"I miei colori escono dalle mie vene. Son dolci i mì culor". Con questo soliloquio delirante si apre uno dei film più noti di Giuseppe “Pupi” Avati, La casa dalle finestre che ridono, opera di culto la cui influenza ha travalicato i confini nazionali. Già dai titoli di testa sporchi, accompagnati da musiche stridule e un vociare perturbante, si respira l’atmosfera del miglior cinema di genere italiano. Sarebbe tuttavia riduttivo incastonare semplicemente La casa dalle finestre che ridono all’interno di un discorso sul cinema dell’orrore della sua epoca, seppure in una posizione privilegiata.

L’unicità dell’opera risiede piuttosto nella personalissima visione di Avati, che si approccia al genere a più riprese, l’ultima delle quali è Il signor Diavolo. L’autore rifugge tanto il labirintico contesto della metropoli notturna quanto l’isolamento di tetre magioni in boschi inospitali. Avati prende piuttosto la famigliare realtà del paesino di campagna, che ha conosciuto quando sfollato per via della guerra, e ne orrorifica le dinamiche culturali, facendo emergere dalla favola contadina un sottotesto macabro ed esoterico.

Oltre che attraverso i forti contrasti luminosi e pochi essenziali artifici scenici, gran parte dell’inquietudine che permea La casa dalle finestre che ridono è trasmessa dal senso di spaesamento del protagonista, travolto da una società omertosa e sospettosa, in cui tutti sanno ma regna il silenzio, e la velocità con cui le dicerie si propagano è inversamente proporzionale alla densità abitativa.

Il soggetto ideato da Avati risponde alle regole della narrativa glocalizzata – focalizzato approfonditamente su uno specifico territorio quanto riconducibile a dinamiche extranazionali – e rappresenta, oltre che un caposaldo del cinema dell’orrore, un importante documento. La casa dalle finestre che ridono immortala infatti le tensioni della campagna emiliana, fotografa un microcosmo nel momento in cui sta sparendo, le cicatrici lasciate dal passato e il suo ineluttabile futuro.

Il lessico spontaneo e ruspante dei personaggi nasconde note dolenti: il lascito della guerra mondiale sul territorio e l’abbandono delle realtà di provincia per mancanza di prospettive.
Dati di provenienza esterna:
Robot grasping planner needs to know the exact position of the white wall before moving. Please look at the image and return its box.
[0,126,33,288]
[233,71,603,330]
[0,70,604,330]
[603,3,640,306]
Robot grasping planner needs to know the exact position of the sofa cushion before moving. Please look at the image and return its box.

La sempre maggiore disabitudine a questa vita di periferia, affatto impersonale e dal ritmo disteso, rende forse l’opera dell’autore emiliano più perturbante al giorno d’oggi che al momento della sua concezione.

Sarebbe interessante sperimentare una visione “rustica” de La casa dalle finestre che ridono: immersa nel “vero buio di campagna”, accompagnata dal fruscio della vegetazione incolta e dal frinire degli insetti notturni nell’aria salmastra, magari proiettata sul muro di un casolare, finché ne esistono ancora.